MP-124, a novel poly(ADP-ribose) polymerase-1 (PARP-1) inhibitor, ameliorates ischemic brain damage in a non-human primate model

Abstract

Overactivation of poly (ADP-ribose) polymerase-1 (PARP-1) in response to DNA damage is considered to play a crucial role in the development of post-ischemic neuronal injury, such as ischemic stroke. The present study was undertaken to clarify the beneficial effects of MP-124, a novel PARP-1 inhibitor, on neurological deficits and cerebral infarcts following middle cerebral artery occlusion (MCAO) in the monkey. The effects of MP-124 on cerebral infarcts and neurological deficits in monkeys were investigated in permanent MCAO (pMCAO) and transient MCAO (tMCAO) models. In a dose-dependency study, the neurological deficits and cerebral infarct volume were assessed at 28 h after pMCAO. MP-124 significantly reduced the total infarct volume, including that in the cortex/white matter and striatum, at doses of 0.3, 1 and 3 mg/kg/h by 22, 54 and 64%, respectively. In addition, MP-124 at all doses significantly reduced the overall neurological deficits.
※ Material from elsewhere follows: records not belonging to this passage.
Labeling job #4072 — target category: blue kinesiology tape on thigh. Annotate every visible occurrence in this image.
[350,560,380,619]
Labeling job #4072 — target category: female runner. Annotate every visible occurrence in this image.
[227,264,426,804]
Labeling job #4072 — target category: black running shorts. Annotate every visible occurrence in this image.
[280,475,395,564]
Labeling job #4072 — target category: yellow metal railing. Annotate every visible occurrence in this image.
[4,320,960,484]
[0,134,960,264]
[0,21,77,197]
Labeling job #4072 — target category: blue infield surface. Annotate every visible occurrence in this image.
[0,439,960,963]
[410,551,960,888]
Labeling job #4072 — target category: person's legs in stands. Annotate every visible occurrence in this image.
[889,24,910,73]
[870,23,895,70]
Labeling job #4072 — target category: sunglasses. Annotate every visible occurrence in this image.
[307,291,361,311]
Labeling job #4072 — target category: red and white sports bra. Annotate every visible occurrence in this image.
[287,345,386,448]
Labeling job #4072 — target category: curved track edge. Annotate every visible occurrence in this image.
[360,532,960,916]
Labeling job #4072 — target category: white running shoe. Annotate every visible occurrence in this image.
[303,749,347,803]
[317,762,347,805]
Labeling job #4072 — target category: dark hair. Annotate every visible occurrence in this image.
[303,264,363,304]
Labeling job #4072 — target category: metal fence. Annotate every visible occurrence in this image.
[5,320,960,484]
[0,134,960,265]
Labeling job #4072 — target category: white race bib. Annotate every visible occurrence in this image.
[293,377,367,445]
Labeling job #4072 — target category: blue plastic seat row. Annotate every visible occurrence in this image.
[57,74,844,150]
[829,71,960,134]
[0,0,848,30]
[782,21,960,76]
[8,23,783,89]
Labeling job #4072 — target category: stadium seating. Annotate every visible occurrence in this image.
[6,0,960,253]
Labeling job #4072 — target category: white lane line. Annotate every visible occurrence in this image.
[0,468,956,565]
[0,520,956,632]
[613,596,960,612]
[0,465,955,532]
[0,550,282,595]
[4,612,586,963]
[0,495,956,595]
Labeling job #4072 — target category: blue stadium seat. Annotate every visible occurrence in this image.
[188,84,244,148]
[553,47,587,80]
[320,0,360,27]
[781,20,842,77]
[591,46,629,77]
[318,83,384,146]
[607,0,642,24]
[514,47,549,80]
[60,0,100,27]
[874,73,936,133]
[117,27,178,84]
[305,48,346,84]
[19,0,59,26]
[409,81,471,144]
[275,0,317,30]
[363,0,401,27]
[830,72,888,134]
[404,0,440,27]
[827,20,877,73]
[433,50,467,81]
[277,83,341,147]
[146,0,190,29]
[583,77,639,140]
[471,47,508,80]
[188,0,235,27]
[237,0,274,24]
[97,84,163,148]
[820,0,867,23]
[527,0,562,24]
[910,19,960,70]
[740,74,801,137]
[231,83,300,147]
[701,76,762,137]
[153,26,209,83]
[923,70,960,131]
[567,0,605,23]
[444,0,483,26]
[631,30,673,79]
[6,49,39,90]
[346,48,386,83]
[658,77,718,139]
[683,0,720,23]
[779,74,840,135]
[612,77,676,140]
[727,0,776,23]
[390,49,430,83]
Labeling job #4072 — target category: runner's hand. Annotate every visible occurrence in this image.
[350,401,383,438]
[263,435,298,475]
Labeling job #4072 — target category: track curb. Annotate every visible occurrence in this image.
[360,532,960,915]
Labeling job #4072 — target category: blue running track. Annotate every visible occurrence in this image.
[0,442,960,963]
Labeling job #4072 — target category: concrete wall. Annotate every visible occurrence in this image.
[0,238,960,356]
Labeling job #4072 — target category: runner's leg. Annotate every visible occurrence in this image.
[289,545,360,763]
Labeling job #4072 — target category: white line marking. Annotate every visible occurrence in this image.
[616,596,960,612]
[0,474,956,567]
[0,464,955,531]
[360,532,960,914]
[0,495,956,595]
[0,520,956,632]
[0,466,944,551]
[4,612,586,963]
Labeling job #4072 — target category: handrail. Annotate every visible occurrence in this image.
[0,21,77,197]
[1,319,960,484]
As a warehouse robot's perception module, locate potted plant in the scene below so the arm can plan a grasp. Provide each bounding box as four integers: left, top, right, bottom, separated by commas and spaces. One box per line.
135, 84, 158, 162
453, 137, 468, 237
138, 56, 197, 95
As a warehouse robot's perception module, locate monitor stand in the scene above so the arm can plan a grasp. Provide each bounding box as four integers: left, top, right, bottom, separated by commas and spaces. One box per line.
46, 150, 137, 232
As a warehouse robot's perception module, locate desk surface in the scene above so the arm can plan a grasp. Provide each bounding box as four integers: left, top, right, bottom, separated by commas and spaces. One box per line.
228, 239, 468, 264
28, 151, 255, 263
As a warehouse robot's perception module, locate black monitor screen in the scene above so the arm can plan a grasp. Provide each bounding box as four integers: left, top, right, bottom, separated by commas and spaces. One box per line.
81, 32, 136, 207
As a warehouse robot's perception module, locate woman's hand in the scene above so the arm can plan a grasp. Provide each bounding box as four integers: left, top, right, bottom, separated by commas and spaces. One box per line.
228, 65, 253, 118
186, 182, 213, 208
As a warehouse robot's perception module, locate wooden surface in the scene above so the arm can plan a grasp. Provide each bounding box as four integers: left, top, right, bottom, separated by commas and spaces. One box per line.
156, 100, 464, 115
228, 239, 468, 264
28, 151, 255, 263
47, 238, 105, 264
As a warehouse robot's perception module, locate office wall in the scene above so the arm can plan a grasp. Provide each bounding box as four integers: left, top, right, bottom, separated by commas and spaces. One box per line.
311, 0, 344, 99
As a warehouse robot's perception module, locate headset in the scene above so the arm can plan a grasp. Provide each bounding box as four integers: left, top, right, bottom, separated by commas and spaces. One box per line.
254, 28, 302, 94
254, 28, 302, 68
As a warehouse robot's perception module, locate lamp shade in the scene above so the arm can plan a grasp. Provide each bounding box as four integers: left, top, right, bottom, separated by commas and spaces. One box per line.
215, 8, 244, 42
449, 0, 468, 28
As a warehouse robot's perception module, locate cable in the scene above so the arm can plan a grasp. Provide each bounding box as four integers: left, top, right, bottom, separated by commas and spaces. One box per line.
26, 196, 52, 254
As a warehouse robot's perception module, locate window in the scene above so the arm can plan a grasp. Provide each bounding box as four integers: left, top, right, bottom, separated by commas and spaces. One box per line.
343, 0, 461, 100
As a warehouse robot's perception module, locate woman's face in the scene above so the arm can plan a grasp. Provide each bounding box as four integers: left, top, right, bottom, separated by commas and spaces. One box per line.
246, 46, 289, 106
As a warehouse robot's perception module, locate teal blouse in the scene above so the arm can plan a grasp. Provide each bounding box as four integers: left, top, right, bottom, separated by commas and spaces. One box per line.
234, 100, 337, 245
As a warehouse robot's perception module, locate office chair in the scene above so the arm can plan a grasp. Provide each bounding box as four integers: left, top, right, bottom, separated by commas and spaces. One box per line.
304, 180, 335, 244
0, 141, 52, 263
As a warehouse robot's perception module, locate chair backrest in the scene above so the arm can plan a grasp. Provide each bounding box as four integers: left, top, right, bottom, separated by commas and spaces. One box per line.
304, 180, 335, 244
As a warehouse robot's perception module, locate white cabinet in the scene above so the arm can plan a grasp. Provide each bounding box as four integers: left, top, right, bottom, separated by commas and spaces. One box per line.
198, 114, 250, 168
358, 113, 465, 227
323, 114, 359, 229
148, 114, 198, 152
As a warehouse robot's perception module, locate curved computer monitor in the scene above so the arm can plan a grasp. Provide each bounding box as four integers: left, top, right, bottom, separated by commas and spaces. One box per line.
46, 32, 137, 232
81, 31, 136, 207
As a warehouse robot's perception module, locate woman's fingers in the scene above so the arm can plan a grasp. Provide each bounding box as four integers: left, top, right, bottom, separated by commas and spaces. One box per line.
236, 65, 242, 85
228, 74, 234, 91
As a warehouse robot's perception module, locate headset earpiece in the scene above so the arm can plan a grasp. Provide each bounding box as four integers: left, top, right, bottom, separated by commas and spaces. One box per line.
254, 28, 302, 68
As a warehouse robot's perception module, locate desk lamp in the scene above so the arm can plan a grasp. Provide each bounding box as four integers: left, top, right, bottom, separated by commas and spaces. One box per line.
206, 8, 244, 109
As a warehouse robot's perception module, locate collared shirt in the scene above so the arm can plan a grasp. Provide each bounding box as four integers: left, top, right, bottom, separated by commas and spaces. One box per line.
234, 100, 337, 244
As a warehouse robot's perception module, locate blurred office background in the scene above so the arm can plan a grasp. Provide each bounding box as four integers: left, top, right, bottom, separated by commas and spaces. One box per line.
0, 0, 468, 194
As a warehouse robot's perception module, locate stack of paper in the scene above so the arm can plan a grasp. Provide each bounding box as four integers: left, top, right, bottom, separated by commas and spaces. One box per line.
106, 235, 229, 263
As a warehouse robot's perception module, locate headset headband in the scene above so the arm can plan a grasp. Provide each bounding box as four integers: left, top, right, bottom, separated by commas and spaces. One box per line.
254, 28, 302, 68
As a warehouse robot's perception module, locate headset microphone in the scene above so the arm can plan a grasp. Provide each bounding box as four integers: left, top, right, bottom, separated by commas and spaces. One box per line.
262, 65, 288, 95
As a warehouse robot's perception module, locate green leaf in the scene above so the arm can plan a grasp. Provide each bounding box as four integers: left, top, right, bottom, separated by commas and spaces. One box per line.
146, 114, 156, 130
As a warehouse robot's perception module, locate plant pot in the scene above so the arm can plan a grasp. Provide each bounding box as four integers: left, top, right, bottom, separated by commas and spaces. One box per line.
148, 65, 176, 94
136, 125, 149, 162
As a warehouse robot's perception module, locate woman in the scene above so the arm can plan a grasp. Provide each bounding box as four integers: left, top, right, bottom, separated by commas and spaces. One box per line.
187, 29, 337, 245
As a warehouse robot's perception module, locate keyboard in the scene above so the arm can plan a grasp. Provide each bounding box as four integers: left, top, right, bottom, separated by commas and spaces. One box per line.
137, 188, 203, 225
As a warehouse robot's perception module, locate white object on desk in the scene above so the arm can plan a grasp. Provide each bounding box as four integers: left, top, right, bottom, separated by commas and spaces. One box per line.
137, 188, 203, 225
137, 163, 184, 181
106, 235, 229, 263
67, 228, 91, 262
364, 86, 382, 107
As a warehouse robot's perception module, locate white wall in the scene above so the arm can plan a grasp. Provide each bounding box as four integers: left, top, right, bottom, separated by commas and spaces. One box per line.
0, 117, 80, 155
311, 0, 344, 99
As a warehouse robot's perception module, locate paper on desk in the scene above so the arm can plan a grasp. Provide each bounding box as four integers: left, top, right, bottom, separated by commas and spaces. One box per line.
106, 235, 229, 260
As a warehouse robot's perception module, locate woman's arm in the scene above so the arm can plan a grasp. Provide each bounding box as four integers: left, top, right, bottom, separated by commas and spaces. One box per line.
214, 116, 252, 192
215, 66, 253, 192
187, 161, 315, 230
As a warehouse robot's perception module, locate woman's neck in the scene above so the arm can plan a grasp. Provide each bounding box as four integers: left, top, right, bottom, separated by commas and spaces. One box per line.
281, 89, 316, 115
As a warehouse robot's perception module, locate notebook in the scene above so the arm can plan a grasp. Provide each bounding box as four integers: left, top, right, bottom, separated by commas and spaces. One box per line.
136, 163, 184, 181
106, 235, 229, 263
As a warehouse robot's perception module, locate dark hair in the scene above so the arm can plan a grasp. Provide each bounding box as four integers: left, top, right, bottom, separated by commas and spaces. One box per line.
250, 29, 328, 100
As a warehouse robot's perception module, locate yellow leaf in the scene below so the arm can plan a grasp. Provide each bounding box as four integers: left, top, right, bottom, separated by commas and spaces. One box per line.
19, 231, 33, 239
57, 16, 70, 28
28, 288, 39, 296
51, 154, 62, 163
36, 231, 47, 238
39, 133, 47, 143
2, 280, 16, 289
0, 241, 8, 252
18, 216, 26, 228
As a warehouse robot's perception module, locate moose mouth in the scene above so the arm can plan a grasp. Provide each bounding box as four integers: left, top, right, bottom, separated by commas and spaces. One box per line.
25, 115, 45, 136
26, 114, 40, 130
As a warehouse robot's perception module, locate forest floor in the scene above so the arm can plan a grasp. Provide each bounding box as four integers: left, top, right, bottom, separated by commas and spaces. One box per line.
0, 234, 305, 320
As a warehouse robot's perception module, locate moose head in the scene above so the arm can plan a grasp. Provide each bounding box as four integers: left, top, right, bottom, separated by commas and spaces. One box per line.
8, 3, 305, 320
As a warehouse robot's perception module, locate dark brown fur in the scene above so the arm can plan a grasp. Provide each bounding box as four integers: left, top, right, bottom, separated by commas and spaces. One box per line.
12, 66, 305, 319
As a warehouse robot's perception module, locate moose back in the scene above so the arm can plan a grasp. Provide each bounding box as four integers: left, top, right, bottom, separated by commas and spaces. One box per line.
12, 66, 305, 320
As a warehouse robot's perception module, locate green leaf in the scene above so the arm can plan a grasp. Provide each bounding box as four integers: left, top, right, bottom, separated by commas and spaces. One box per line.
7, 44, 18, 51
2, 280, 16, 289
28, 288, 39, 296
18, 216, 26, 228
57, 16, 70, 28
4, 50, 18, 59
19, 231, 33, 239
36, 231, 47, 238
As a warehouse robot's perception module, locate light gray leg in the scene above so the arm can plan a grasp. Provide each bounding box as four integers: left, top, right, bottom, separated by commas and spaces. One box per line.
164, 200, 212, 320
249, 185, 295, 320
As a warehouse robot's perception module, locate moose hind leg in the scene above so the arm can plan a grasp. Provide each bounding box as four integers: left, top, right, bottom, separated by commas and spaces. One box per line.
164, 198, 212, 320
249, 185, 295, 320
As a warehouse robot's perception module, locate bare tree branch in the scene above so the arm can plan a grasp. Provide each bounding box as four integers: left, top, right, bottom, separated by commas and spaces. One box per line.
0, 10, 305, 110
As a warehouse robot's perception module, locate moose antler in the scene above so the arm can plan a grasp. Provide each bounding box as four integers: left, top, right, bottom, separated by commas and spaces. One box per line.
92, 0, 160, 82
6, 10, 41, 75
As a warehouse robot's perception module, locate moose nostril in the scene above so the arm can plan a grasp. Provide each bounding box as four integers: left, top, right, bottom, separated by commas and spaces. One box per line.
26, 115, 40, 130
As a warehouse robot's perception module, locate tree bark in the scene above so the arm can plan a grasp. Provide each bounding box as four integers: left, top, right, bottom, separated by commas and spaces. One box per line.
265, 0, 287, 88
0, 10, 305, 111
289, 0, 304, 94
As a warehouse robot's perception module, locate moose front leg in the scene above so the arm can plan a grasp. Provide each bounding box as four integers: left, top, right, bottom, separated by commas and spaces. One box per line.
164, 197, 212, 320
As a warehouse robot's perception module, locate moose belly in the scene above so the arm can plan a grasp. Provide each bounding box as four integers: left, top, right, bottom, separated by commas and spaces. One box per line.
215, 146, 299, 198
Such ameliorative effects of MP-124 were observed in female as well as male monkeys. In the therapeutic time window (TTW) study, the neurological deficits and cerebral infarct volume were assessed at several time points after pMCAO or tMCAO. Treatment with MP-124 at 3 and 6 h after MCAO significantly ameliorated not only the neurological deficits but also the infarct volume. MP-124 is thought to exhibit neuroprotective effects with a broad TTW regardless of sex in MCAO models. Such findings suggest that MP-124 may be beneficial for the treatment of acute ischemic stroke.